Türkiye’de etnik yapının 2000’li yıllardaki dağılımıyla ilgili olarak ise, elimizdeki en önemli araştırma sonuçları Milli Güvenlik Kurulu'nun sekiz yıl önce üç ayrı üniversiteye yaptırdığı ve sonuçları açıklanmamış olan araştırma raporudur. Ergenekon soruşturması nedeniyle Malatya’daki kitabevi cinayetinin dosyasına konulduktan sonra kamuoyunun bilgi sahibi olduğu araştırmanın sonuçlarına göre Türkiye’nin etnik yapısı şöyledir.
En büyük grup olan Türkler (Türkmen, Yörük, Tatar, Tahtacı, Terekeme, Karaçay, Azeri gibi Türk soyundan gelen gruplar) 50 milyon olarak tahmin edilmiş olup Türkleşme sürecindekiler buna dahil edildiğinde 55 milyona varmaktadır.
Bu raporda ikinci büyük grup olarak gösterilen Kürtler, üç milyon kadar Zaza nüfusun da eklenmesiyle 12.600.000’ni bulmaktadır. Bu nüfusun 2.500.000 kadarının Türkleşme süreci içinde olduğu, bazılarının Kürt kimliğini kabul etmediği ileri sürülmektedir.
Değişik şehirlerde dağınık olarak yaşayan Çerkezler ise, 2.500.000 civarında olup yüzde 80'nin Çerkezceyi unutmuş ve Türkleşmiş olduğu görülmektedir.
Toplu olarak Adapazarı, İzmir ve Manisa'da yaşayan Boşnakların nüfusu da 2 milyonu buluyor. Fakat bunlarda da Müslüman kimliği Boşnak kimliğinden önce geldiği için, büyük oranda Türkleşmişlerdir.
Türkiye'ye dağılmış durumdaki Arnavutların nüfusları 1 milyon 300 civarında olup, üçte ikisinin Türkleşme süreci tamamlanmış ve Arnavutlukla ilgileri kalmamıştır. Fakat üçte birinde Arnavut kimliği bilinçli olarak devam etmektedir.

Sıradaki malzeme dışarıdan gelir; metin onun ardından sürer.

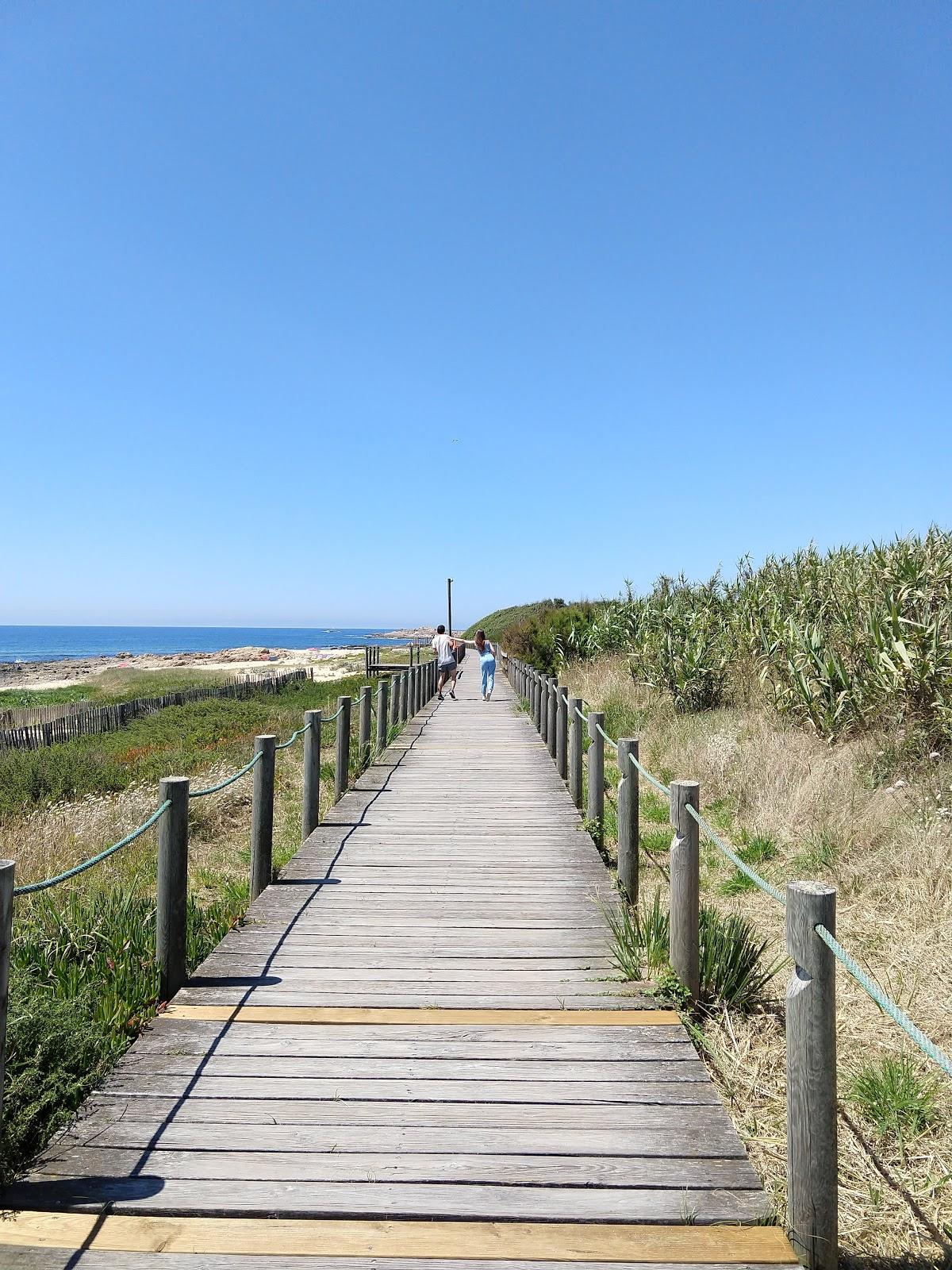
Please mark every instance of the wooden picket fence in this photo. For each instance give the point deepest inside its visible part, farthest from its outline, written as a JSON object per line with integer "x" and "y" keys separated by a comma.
{"x": 51, "y": 725}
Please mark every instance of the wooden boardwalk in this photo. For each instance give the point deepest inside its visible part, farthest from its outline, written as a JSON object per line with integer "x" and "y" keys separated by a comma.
{"x": 412, "y": 1056}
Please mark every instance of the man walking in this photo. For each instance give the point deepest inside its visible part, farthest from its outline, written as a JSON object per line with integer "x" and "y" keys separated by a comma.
{"x": 444, "y": 648}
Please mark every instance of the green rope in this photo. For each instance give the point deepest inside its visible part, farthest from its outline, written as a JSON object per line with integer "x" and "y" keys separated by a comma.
{"x": 735, "y": 859}
{"x": 649, "y": 778}
{"x": 88, "y": 864}
{"x": 228, "y": 780}
{"x": 930, "y": 1048}
{"x": 294, "y": 737}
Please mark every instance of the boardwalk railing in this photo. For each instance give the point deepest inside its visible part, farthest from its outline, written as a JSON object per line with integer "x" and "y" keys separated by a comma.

Çoğunluğu Ordu, Artvin, Samsun ve Marmara bölgesinde yaşayan Gürcülerin de bir milyona yakın olduğu tahmin edilmektedir. Bunların çoğunluğu da Gürcü dilini unutmuş ve Türkleşmiştir.
Siirt, Şırnak, Mardin, Diyarbakır, Şanlıurfa, Hatay, Adana ve İstanbul'da yaşayan Arapların miktarları da bu raporda 870 bin olarak gösteriliyor.
Bazılarına göre Türk, bazılarına göre Slav ırkından olan Pomaklar da 600 bin civarında olup, tamamen Türkleşmiş durumdadırlar.
Bir Kafkas halkı olan ve Lazca konuşan gerçek Lazlar, Rize ve Artvin'in birkaç köyünde ve göç ettikleri birkaç Marmara şehrinde yaşıyorlar. Toplam nüfusları ise 80 bin kadardır.
Rize ve Artvin'in bazı ilçelerinde yaşayan ve sayıları 13 bin civarında olan Hemşinler de oldukça küçük bir gruptur.
Türkiye'de yaşayan diğer etnik grupların sayısı da 1 milyonu aşıyor. Bunların arasında çingeneler 700 binlik nüfusuyla başı çekiyor. Türkiye'de ayrıca 60 bin Ermeni, 20 bin Yahudi ve 15 bin Rum kökenli vatandaşın yanı sıra, Mardin çevresinde çok az sayıda Süryani de bulunmaktadır.